The treatment seems to fool the brain that it is their missing hand being massaged, according to the American researchers, who worked with combat veterans. Phantom limbs occur when an amputee feels the often painful sensation of touch arising from a limb that is no longer present.
Lead researcher Vilayanur Ramachandran from the Centre for Brain and Cognition at the University of California, used newly discovered properties of mirror neurons to soothe the ache.
Mirror neurons fire when a person performs an intentional action - such as waving - and also when they observe someone else performing the same action. They are thought to help us predict the intentions of others by creating a "virtual reality" simulation of the action in our minds.
"You also find cells like this for touch," says Ramachandran. "They fire when you touch yourself and when you watch someone else being touched in the same location."
Ramachandran and his colleague and wife Diane Rogers-Ramachandran used a "mirror box" - a tool that creates the visual illusion of two hands for people who actually only have one.

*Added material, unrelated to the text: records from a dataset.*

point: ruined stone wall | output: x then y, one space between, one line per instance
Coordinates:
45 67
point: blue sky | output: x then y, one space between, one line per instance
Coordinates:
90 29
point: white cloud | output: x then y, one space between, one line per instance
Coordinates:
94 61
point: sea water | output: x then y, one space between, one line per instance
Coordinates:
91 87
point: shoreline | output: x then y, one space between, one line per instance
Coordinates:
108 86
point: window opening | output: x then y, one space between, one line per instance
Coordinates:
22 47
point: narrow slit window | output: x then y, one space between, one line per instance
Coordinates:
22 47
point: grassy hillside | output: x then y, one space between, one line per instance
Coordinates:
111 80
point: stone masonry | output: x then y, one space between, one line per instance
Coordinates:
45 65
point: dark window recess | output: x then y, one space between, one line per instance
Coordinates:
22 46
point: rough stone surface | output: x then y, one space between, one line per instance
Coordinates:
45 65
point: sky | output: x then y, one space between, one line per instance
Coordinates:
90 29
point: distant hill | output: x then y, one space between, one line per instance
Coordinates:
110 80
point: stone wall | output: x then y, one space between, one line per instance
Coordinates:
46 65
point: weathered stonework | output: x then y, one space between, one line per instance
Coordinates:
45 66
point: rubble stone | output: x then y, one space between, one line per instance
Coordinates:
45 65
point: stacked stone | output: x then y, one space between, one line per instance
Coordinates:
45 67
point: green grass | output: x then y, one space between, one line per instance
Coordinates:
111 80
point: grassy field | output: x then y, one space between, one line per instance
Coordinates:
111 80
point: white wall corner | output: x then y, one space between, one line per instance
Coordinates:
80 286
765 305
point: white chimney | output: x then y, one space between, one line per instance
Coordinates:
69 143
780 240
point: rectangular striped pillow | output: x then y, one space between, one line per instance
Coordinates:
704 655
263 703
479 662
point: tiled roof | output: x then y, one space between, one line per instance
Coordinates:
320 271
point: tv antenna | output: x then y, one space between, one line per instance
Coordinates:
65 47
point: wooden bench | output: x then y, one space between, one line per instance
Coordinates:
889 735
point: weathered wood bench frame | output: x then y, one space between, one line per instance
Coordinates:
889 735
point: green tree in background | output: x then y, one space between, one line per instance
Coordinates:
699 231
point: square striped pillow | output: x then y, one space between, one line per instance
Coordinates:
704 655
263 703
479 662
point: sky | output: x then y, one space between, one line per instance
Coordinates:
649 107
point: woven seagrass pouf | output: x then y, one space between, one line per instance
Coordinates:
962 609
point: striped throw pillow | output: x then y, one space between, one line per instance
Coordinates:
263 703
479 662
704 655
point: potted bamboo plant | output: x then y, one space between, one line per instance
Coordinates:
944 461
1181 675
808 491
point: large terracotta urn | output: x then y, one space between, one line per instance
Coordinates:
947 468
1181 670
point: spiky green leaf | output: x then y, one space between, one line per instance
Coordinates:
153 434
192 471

By placing an amputee's arms either side of a mirror - with the missing limb on the non-reflective side, the amputee sees the reflection of their normal hand superimposed on the location of their missing hand.
Two amputees watched their normal hand being prodded, and both felt the remarkable sensation of "being prodded" in their missing hand. In another experiment, when the amputees watched a volunteer's hand being stroked, they too began to experience a stroking sensation arising from their missing limb.